Can you please explain this point you’ve made? “Then you need to think about the abnormal case — a big discharge. This is another keyword: charge needs to flow to ground, so a big current needs to flow. From the graph we can see that the protection circuit allows any amount of current to flow but the voltage never exceeds the forward voltage drop, so the voltage across the amplifier inputs is limited and this protects the amplifier.”
Thanks again!

1. Sorry that wasn’t very clear, and it was maybe stretching a point. I meant that the word ‘discharge’ is a keyword, but that is maybe putting it a bit strongly. In any case a discharge (like a lightning discharge, for example) involves a sudden big current flow from a high potential to a low potential.

If the discharge current goes through the amplifier it could destroy it. But in this case the diode protection circuit works like a lightning conductor would, providing a path of near zero resistance as long as the voltage across it is equal to the forward voltage drop of the diode: in this case a huge current can flow through the protection circuit, but the voltage across the amplifier inputs never exceeds the forward voltage drop of the diodes.

1. TomYil says:

Hello,
Wouldn’t the resistance also be near zero for voltages that exceed the voltage drop across the diode?

1. Yes, that’s right, but because the resistance is zero the voltage can’t get any higher.

1. TomYil says:

but a discharge voltage, for example a lightning strike, would succeed the voltage drop across the diodes, so how can it be that the voltage doesn’t exceed the voltage drop?

1. When the lightning bolt strikes, consider the path that current takes from the charged cloud to the ground. It goes through the ionized air (with some quite big resistance), then through the diode circuit (with zero resistance), and then to ground. The total voltage from cloud to ground is big, but it is all across the parts of the circuit that have a resistance. It is an iron law that a resistor of zero ohms has zero volts across it. Of course, this is how the circuit actually protects the amplifier.

3. claire says:

Hello,
What was your thought process when you try to tackle this kind of questions (when knowledge is applied in unfamiliar real life situation)? I have come across diodes before in AS, and I know their characteristics. However, when I need to apply my knowledge to these type of questions, I usually get really stuck. Do you have any technique that you use, and what should I do to improve on these type of questions?
Thank you very much!

1. Hi Claire, thanks for a very interesting question.

In this case you are asked to sketch a graph and so that is the place to focus your energies, especially since the second part of the question sounds so weird, the reasoning being that the graph might shed some light on the second part. When sketching a graph of a physical situation there are a few techniques to remember.

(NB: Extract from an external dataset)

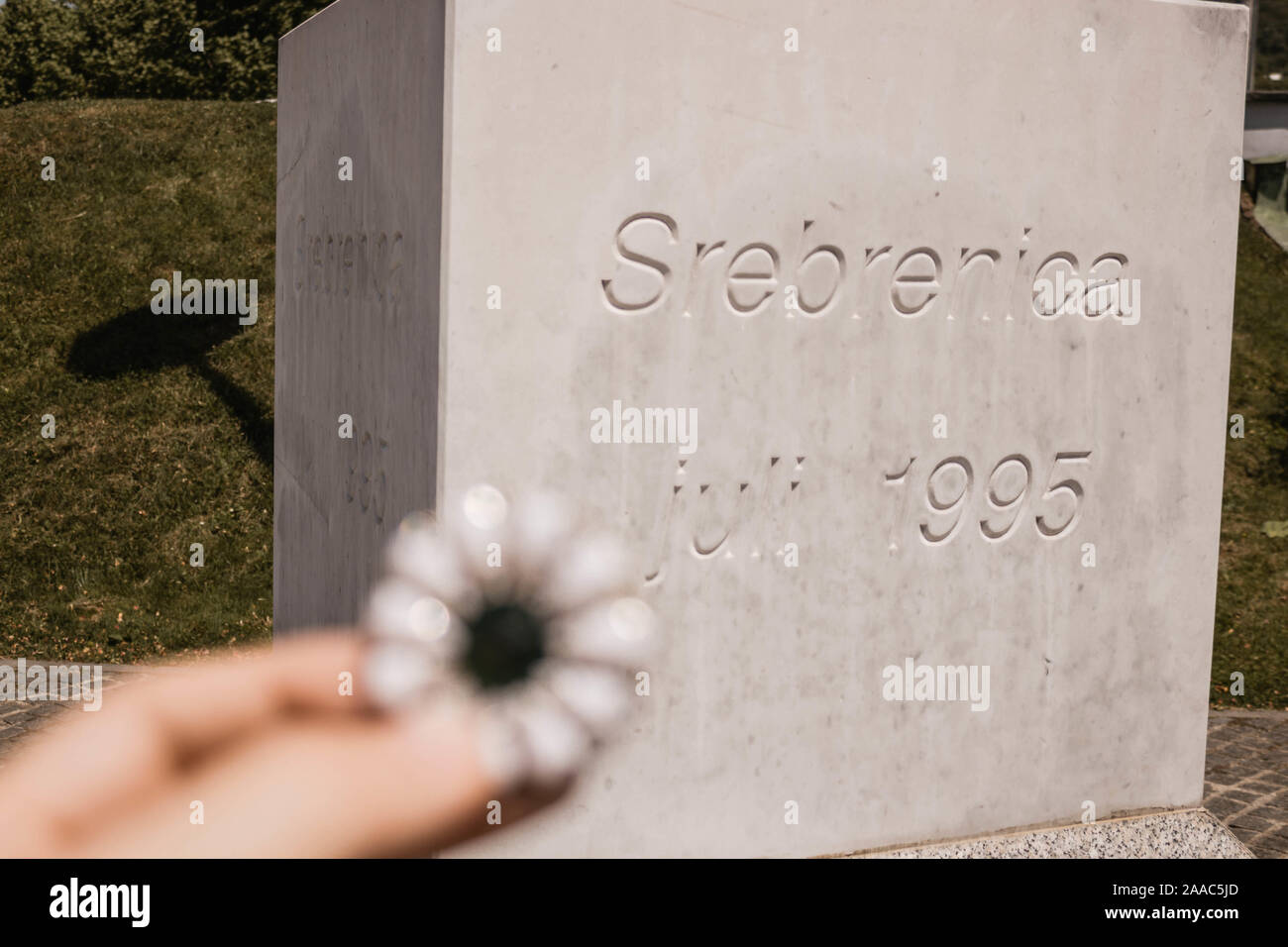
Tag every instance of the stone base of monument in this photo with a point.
(1179, 834)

1. Try to work out the function
If you are asked for a sketch see if you can work out the function that relates the quantities to be sketched. If you can, then sketch the function and you are done. This is obviously the best way to proceed, but in this case it’s hard to come up with a function to model the behaviour so this doesn’t work as a technique.
2. Try some sensible points
If you can’t think of a function then pick some values in the domain/range of the function and try to work out the corresponding values in the range/domain. Don’t forget zero, -∞, +∞ etc. Using this technique definitely buys us one point on the curve because it’s pretty obvious that when the voltage is 0 the current is 0. Better than nothing I suppose, but I doubt we’ve got a mark yet, and this graph is a bit nasty because the current is not defined for most of the possible voltages.
3. Think about the slope of the graph
If you are still stuck after thinking about value pairs, then try to think about the slope of the graph at any point, especially around any of the value pairs that you have worked out. In this case we know the curve goes through (0,0) so we can think about what happens when the voltage changes by some small quantity δV around the value 0.

1. At this point you need to have a bit of knowledge and to know that diodes have a small forward voltage drop (this is the point at which a lot of candidates will get stuck, so if you know this then you are doing well). If you remember this you can see that the current through the forward biased diode will still be zero (and the current through the reverse biased diode will obviously be zero), so the net current is still zero. Using symmetry we can see we get the same thing for -δV. So we can start drawing a little horizontal line around the origin.
2. The thing that everybody will most likely know is that (forgetting the forward voltage drop) a diode’s forward resistance is very low, so there needs to be a near-vertical line somewhere. If you remember the forward voltage drop, then you should be able to see that the line goes horizontally up to that voltage and then vertically after.

So in this case, thinking about the slope, plus a bit of knowledge about diodes, gets us a long way.

If we now think about the second part of the question there are some more techniques to consider.